Gani Jakupi vient de sortir 2 ouvrages (dont vous pouvez retrouver les chroniques sur le site) véritablement captivants. Un roman graphique, El Comandante Yankee, et un livre, Enquête sur El Comandante Yankee, qui propose de suivre, pas à pas, les avancées de son travail préparatoire de recherches et d’interviews qui lui a pris 12 ans ! Une enquête qui nous donne à voir la révolution cubaine sous un jour nouveau. Car elle fait toute la lumière sur l’exécution de William Morgan, le fameux Comandante Yankee, par le tribunal révolutionnaire, la mise au ban de la société cubaine du Segundo Frente (qui avait pourtant combattu aux côtés de l’organisation de Fidel Castro, le M-26, pour mettre fin à la dictature de Batista) de Menoyo, le rôle joué par Ernesto Guevara et Raúl Castro ou le pragmatisme de Fidel. Un travail édifiant dont on avait forcément envie de parler avec son auteur.
El Comandante Yankee et Enquête sur El Comandante Yankee sont enfin sortis après 12 ans passés à travailler dessus ! Comment se sent-on après tant de temps passé avec ces acteurs de la révolution cubaine ? Il ne doit pas être facile de tourner la page… Vous expliquez d’ailleurs, en guise de postface, que cela a été la plus excitante expérience professionnelle de votre vie !
Évidemment que rien ne sera plus pareil. Mais je suis déjà happé par mes projets suivants. Le procédé est similaire: des interviews. Je continue à plonger dans la vie de personnes qui ont des histoires épatantes à raconter, et je ne m’ennuie pas.
Roger Redondo, Olga Morgan et les autres survivants de cette période ont-ils déjà tenu vos 2 livres entre leurs mains ? Savez-vous comment ils ont réagi ?
Pour l’instant, ils en sont au stade de l’émerveillement; ils n’en reviennent pas de voir leur vie mise en images. Mais non seulement Olga, Roger et leurs amis- toute la communauté cubaine en exil est sous fascination. Je sais qu’on introduit des exemplaires de mes livres même à Cuba. Cela dit, il faudra attendre qu’il y ait une version en espagnol, pour qu’ils puissent en jouir pleinement…
Mais revenons à la genèse de ces livres. Vous avez apparemment découvert l’histoire de William Morgan par hasard, en enquêtant sur le chanteur Benny Moré. Pourriez-vous nous en dire plus ? Du coup, j’imagine que vous avez mis ce que vous aviez commencé sur ce chanteur entre parenthèses?
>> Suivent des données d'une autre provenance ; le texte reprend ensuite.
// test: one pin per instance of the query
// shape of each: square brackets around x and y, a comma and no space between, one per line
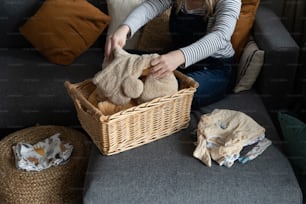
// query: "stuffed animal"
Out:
[123,79]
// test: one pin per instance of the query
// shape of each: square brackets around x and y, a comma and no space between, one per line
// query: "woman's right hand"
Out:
[118,38]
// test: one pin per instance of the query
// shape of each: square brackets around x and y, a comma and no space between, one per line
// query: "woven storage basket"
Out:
[135,126]
[59,184]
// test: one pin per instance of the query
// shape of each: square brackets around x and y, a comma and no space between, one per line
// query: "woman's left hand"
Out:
[163,64]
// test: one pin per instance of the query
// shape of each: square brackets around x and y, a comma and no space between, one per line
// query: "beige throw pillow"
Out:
[249,67]
[118,10]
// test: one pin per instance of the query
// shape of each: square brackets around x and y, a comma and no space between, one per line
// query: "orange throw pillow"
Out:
[61,30]
[244,25]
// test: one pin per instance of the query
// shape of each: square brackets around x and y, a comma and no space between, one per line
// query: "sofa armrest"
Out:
[276,81]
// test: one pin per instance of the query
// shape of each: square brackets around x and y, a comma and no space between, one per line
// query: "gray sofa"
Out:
[164,171]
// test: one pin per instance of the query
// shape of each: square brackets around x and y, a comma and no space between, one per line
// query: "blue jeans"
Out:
[214,77]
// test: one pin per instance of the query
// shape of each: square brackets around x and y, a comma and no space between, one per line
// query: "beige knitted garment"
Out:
[223,133]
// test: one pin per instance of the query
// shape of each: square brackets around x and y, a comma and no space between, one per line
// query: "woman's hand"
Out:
[166,63]
[118,38]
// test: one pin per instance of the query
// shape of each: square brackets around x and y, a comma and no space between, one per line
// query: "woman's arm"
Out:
[136,19]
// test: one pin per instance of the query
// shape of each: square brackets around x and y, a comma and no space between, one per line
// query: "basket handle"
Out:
[81,101]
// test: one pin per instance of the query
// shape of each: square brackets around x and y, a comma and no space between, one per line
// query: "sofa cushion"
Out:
[165,171]
[32,89]
[294,132]
[249,66]
[62,30]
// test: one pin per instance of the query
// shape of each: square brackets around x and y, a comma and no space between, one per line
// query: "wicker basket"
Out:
[135,126]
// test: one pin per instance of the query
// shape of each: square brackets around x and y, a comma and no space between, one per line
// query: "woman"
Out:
[202,49]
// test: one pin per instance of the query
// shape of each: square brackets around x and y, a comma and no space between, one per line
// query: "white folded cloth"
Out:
[222,134]
[42,155]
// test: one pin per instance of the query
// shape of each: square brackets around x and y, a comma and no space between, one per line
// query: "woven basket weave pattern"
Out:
[60,184]
[135,126]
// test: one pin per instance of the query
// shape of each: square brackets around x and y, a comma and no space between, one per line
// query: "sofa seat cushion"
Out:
[165,171]
[32,89]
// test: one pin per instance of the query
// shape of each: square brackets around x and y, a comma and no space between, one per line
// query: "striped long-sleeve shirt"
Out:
[217,41]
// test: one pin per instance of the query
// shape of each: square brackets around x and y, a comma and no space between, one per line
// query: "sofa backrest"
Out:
[13,13]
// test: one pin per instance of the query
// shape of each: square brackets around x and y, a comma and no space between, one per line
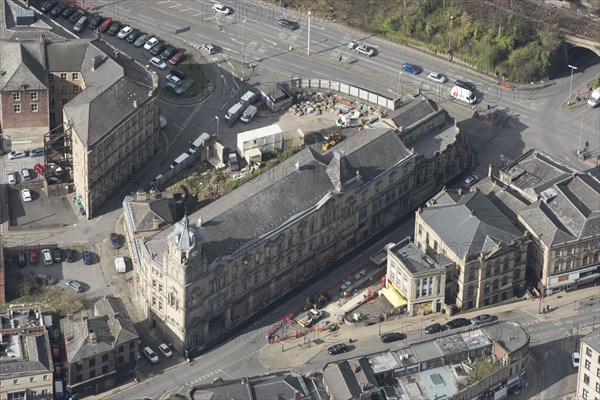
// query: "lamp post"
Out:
[243,42]
[571,84]
[309,13]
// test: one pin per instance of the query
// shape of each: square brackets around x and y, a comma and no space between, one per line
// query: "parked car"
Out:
[286,23]
[132,37]
[434,76]
[482,319]
[105,25]
[77,15]
[124,32]
[166,350]
[26,194]
[150,355]
[143,38]
[73,284]
[33,257]
[47,257]
[158,63]
[337,349]
[392,337]
[114,28]
[114,241]
[413,69]
[435,328]
[173,88]
[458,323]
[13,155]
[150,43]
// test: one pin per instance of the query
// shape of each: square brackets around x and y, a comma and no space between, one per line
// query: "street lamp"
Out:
[243,41]
[309,33]
[571,84]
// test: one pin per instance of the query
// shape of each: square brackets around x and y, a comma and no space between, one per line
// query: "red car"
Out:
[105,25]
[177,58]
[34,257]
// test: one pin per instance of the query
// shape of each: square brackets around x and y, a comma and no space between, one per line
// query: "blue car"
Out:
[413,69]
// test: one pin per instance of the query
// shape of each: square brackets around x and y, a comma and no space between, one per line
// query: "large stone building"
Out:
[218,267]
[488,251]
[100,350]
[26,369]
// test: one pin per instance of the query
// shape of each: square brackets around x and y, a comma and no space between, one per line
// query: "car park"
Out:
[143,38]
[150,43]
[105,25]
[337,349]
[221,9]
[434,76]
[391,337]
[38,152]
[158,63]
[176,59]
[286,23]
[413,69]
[208,48]
[76,16]
[135,33]
[173,88]
[158,48]
[434,328]
[124,32]
[150,355]
[458,323]
[26,194]
[482,319]
[166,350]
[114,28]
[13,155]
[471,180]
[47,257]
[73,284]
La découverte d’un Yankee dans la révolution cubaine m’a intrigué, mais ça ne m’a pas excité outre-mesure. Il m’a fallu du temps pour comprendre de quoi cela retournait réellement. Par conséquent, j’ai quand-même terminé la BD sur Benny Moré, pour un éditeur espagnol.
Qu’est-ce qui vous a attiré le plus dans la trajectoire de ce Comandante Yankee?
Qui n’a pas eu envie, à un moment ou l’autre, de complètement refaire sa vie? Eh bien, Morgan, il l’a réussi. D’un paria sous-estimé, il est devenu un héros adulé par les foules. Non seulement il a changé la vision qu’avaient de lui les autres, mais il a réussi à devenir lui-même meilleur. Humainement parlant aussi, pas seulement comme combattant.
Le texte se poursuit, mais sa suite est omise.